Pensar em Brasil S/A como apêndice, extensão mais completa e elaborada do que foi o último curta de Marcelo Pedroso, o pancadaça na moleiraEm Trânsito, tanto pode ser justo e um acerto – porque há aqui todo o desenvolvimento estético de aspectos criados especificamente para o curta, o que acarretou repetições de situações, mas em maior escala (como se naquele tivessem sido feitos testes, e nesse chegara a chance de se colocar em prática tudo, já arredondado e azeitado para obra maior – afinal, temos aqui, além do longa a evidente sensação de estarmos diante de sinfonia, por diversos aspectos) -, quanto pode de maneira injusta reduzir a importância de cada um, em suas individualidades. Primeiro, porque Em Trânsito trabalha de modo preciso a concisão que é do período de vida em tela de curtas-metragens, obedecendo a exigência de dinamismo e rapidez de soluções, e repleto de imaginação para tal (se bem que por ausência de imaginação farta o longa não padece: mesmo): além de ser linda demais a certeza de curta-metragem também é cinema, né? E, mais especificamente, o curta coloca cara e nome no que é de ataque, no que é de ser denunciado, talvez contendo mais seus petardos ao estado de Pernambuco: ao que é da instituição política de lá, dos anseios do emergente que salta do fundo do poço para se transformar em mais um globalizado.
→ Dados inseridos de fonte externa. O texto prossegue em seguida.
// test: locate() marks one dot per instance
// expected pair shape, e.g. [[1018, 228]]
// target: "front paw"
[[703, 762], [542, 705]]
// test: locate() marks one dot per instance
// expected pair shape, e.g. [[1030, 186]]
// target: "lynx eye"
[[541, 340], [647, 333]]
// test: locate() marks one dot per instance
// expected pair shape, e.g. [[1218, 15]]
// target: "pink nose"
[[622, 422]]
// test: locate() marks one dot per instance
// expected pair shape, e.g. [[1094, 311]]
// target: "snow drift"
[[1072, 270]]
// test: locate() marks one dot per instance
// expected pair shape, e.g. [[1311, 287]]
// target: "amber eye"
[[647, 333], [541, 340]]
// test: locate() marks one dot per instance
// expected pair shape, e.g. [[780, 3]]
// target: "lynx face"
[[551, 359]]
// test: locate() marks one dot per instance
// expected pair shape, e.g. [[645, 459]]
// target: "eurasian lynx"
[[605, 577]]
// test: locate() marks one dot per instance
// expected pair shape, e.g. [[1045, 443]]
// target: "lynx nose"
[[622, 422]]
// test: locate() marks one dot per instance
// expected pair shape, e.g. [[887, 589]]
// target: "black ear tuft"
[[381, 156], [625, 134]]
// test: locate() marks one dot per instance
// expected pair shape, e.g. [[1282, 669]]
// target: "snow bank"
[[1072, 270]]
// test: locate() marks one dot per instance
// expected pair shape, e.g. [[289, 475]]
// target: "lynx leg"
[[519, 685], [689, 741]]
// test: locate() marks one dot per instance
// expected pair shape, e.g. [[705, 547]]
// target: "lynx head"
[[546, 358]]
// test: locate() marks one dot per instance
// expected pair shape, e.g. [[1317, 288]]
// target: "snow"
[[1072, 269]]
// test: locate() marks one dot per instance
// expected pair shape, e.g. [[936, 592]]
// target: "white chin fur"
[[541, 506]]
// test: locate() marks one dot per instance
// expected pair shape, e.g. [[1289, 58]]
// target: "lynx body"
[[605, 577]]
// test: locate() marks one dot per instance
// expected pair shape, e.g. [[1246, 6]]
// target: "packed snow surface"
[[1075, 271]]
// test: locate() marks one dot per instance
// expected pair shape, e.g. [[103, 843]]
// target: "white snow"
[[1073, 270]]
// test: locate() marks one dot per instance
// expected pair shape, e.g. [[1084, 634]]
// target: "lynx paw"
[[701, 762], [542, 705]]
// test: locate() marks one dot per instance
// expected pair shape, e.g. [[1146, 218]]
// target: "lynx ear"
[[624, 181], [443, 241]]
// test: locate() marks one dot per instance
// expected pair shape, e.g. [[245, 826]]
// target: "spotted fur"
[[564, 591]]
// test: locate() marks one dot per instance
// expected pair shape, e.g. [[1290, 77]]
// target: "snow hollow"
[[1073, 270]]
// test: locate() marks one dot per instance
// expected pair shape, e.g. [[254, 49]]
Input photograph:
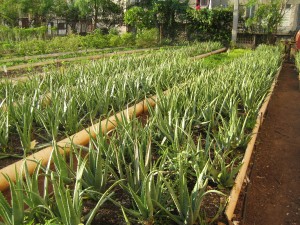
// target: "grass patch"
[[223, 58]]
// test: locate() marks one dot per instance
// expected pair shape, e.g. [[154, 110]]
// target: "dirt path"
[[273, 195]]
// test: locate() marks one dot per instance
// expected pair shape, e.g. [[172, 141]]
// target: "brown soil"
[[273, 194]]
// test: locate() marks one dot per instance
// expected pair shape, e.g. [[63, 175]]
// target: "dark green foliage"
[[210, 24], [147, 38], [169, 14]]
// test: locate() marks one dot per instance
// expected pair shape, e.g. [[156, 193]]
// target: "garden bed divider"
[[209, 53], [235, 191]]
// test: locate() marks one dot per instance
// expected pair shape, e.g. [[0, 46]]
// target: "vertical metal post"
[[235, 21]]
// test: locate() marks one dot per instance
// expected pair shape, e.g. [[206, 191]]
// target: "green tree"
[[99, 9], [267, 16], [139, 18], [68, 10], [210, 24], [39, 10], [169, 13], [9, 12]]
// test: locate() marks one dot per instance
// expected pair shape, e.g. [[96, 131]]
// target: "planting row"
[[80, 94], [146, 38], [175, 168]]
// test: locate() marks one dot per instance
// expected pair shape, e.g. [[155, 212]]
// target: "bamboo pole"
[[209, 53], [235, 191]]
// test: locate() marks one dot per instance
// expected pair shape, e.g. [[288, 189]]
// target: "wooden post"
[[235, 21]]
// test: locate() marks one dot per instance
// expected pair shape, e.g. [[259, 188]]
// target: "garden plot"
[[165, 169]]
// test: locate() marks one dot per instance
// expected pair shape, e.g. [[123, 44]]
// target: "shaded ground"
[[273, 194]]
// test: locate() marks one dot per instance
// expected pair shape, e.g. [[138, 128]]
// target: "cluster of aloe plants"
[[84, 93], [297, 60], [163, 169]]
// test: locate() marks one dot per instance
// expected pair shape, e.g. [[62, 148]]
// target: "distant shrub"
[[128, 39], [114, 40], [147, 38]]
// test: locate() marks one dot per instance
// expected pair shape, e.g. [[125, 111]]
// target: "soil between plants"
[[273, 194]]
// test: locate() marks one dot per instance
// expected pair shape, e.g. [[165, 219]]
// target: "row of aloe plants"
[[163, 171], [80, 94], [297, 60]]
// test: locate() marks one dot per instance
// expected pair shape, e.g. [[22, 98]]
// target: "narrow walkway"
[[273, 195]]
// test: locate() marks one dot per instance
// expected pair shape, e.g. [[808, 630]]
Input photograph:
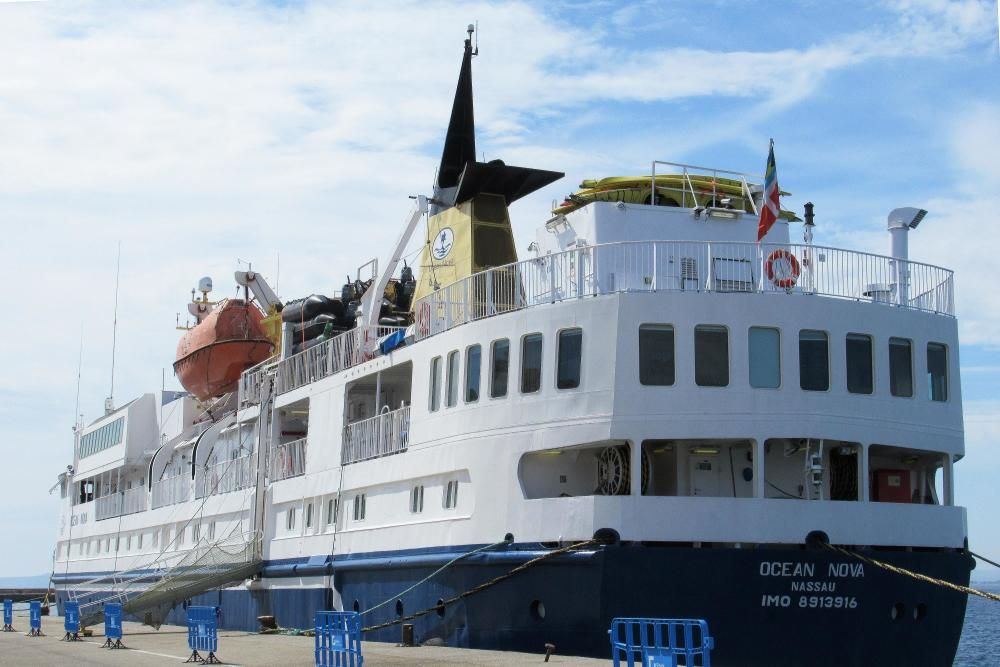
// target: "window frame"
[[579, 361]]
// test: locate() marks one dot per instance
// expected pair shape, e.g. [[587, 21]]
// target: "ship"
[[652, 414]]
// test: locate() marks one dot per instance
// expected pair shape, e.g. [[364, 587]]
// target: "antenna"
[[109, 404]]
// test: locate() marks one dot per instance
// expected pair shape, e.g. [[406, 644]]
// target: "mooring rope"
[[915, 575], [487, 584]]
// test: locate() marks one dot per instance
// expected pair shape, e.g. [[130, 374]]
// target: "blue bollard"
[[113, 625], [203, 634]]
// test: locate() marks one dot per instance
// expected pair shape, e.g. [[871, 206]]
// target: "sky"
[[290, 135]]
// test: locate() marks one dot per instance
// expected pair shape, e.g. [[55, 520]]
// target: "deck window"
[[435, 398], [765, 357], [860, 369], [711, 355], [451, 399], [814, 360], [900, 367], [570, 349], [937, 372], [531, 363], [473, 362], [499, 368], [656, 355]]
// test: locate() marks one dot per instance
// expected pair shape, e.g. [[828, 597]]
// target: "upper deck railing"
[[694, 266]]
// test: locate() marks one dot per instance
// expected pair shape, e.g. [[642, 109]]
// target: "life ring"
[[784, 279], [424, 319]]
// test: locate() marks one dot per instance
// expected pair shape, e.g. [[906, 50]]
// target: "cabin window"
[[900, 367], [764, 345], [331, 511], [451, 395], [711, 355], [417, 499], [451, 495], [569, 354], [531, 363], [937, 372], [656, 354], [499, 368], [860, 370], [473, 361], [814, 360], [435, 399]]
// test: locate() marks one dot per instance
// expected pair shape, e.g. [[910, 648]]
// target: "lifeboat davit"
[[212, 355]]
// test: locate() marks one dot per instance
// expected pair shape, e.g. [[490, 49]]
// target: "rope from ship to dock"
[[486, 584], [916, 575]]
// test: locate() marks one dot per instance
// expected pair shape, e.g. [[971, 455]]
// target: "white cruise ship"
[[681, 417]]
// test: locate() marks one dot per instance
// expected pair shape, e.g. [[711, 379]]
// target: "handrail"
[[698, 266]]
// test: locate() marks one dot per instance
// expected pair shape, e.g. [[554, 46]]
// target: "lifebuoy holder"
[[785, 281]]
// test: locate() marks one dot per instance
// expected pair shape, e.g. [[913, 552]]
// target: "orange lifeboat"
[[212, 355]]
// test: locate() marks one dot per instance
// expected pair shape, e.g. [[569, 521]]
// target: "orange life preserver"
[[784, 282]]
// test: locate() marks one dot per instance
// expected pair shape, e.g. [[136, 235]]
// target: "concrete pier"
[[169, 646]]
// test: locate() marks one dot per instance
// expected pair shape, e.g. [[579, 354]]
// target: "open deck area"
[[169, 646]]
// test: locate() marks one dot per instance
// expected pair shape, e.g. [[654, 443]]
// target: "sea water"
[[980, 644]]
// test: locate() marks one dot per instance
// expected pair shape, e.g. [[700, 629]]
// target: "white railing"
[[700, 266], [251, 381], [288, 460], [222, 477], [343, 351], [171, 490], [120, 503], [387, 433]]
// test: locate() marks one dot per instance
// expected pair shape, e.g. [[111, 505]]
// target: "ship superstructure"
[[711, 409]]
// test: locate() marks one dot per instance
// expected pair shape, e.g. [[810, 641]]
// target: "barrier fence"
[[203, 634], [661, 642], [338, 639]]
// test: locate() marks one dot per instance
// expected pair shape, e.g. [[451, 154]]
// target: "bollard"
[[202, 634], [113, 625], [71, 621], [35, 619], [8, 616]]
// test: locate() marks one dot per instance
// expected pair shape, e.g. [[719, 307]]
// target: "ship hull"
[[775, 607]]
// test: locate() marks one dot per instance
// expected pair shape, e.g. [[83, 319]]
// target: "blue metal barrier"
[[202, 634], [35, 619], [338, 639], [661, 642], [113, 625], [71, 621], [8, 616]]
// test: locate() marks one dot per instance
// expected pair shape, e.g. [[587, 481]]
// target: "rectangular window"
[[860, 370], [937, 372], [451, 399], [711, 355], [900, 367], [531, 363], [656, 354], [451, 495], [569, 353], [765, 357], [814, 360], [435, 401], [417, 499], [473, 361], [499, 368]]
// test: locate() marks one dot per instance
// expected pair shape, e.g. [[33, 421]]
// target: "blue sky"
[[199, 134]]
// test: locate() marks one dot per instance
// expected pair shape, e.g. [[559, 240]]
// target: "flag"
[[770, 206]]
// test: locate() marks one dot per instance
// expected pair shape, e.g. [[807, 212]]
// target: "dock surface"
[[168, 645]]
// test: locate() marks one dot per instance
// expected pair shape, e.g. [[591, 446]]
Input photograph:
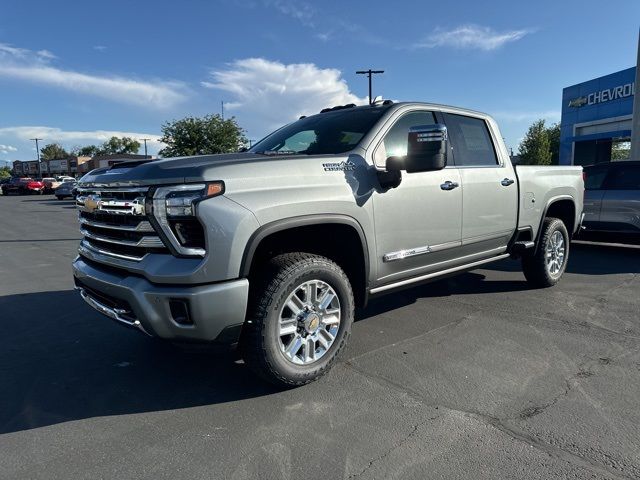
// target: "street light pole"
[[369, 73], [38, 152], [145, 145]]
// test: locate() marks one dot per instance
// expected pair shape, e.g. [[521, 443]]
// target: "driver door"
[[419, 223]]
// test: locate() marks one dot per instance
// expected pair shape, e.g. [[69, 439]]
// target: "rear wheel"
[[545, 267], [301, 319]]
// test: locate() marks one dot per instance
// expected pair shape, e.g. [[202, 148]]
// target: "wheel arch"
[[562, 207], [288, 234]]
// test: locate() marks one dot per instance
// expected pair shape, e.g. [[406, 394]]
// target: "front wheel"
[[300, 321], [545, 267]]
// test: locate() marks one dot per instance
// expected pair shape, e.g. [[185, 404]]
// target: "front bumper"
[[216, 311]]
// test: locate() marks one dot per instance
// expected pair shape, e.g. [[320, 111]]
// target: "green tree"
[[113, 146], [88, 151], [201, 136], [53, 151], [119, 145], [535, 148], [553, 132]]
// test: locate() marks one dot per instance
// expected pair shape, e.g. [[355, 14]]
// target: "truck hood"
[[205, 168], [166, 171]]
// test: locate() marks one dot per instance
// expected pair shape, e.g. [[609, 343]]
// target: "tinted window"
[[594, 176], [326, 133], [623, 178], [470, 140], [395, 141]]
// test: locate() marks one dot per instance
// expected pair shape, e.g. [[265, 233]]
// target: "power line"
[[145, 145], [369, 73]]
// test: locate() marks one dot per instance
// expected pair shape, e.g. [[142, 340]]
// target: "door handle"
[[448, 185]]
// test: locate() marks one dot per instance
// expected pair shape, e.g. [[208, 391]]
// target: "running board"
[[428, 276], [521, 247]]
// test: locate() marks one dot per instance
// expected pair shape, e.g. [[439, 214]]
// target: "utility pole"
[[369, 73], [145, 145], [38, 152], [635, 122]]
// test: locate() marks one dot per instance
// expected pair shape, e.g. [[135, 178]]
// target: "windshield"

Segundo, porque Brsil S/A o “espectro” a ser alcançado se abre muito mais, mira todo o Brasil (num sentido de alertar para que está na instituição o modelo que proporciona os incômodos que tanto afligem Pedroso – que é um que se traveste do que é do povo, que assume a função de ponta, do que vai guerrear -, e que espirra os respingos que também sujam seu Recife e cercanias), podendo ser mais gentil na utilização do tempo, e fazendo do espaço maior campo para mais detalhamentos ou mais flanar, setor em que pode exercer mais alongadamente os modos optados para denunciar, ou clamar, ou temer, ou…, sendo que ao mesmo tempo continua usando algo das funções que cabem bem nos curtas, como, por exemplo, em nenhum momento se valer do “subterfúgio” da palavra (lembrando que no curta, ao contrário, o que deflagra a ação do protagonista é uma ligação telefônica automática de propaganda política). Temos dois filmes que talvez sejam gênese e derivação, mas que existem com todas as gamas possíveis de riquezas desde seus espaços.

Indo ao longa, então, especificamente, e deixando de lado o restante de sua obra, vale lembrar que o diretor é sujeito provocador desde sempre, desde os modelos inusitados que sempre buscou para cumprir essa sua sina, e que desta vez parece ter ido ao máximo do máximo dentro do que entende como cinema – que está bastante distante das elaborações de exageros superficiais no apuro estético, por fazer da estética algo muito mais particular, em favor da fluidez de suas narrativas; que reside num modo irônico muito próprio que usa para entrelaçar as partes, mas sempre com sorriso camuflado, deixando o espectador mais desatento às sutilezas irônicas sempre tentando “mágicas”, elucubrando a mais, para compreender a mais do que a própria linguagem à primeira vista entrega já quase de maneira pronta. Porque há no filme a construção que inicia magicamente (com imagem espetacular de trecho de navio cargueiro singrando mares em direção de Pernambuco), de onde desembarcarão peças que roubam espaço do que já vive fracamente cortando cana; peças que serão espetacularmente seguidas por imagens aéreas de força impressionante, sob acompanhamento to de trilha sonora que pelo resto forçará a certeza de que estamos diante de uma sinfonia; peças que substituirão, “lindas, lustrosas, engenhosas”, o ser humano, que poderá ser posto de volta ao que seria de seu ambiente, que remará, que estará no rio, na lama, na cidade (símbolos mil de diversos pernambucos se avolumam num dado instante).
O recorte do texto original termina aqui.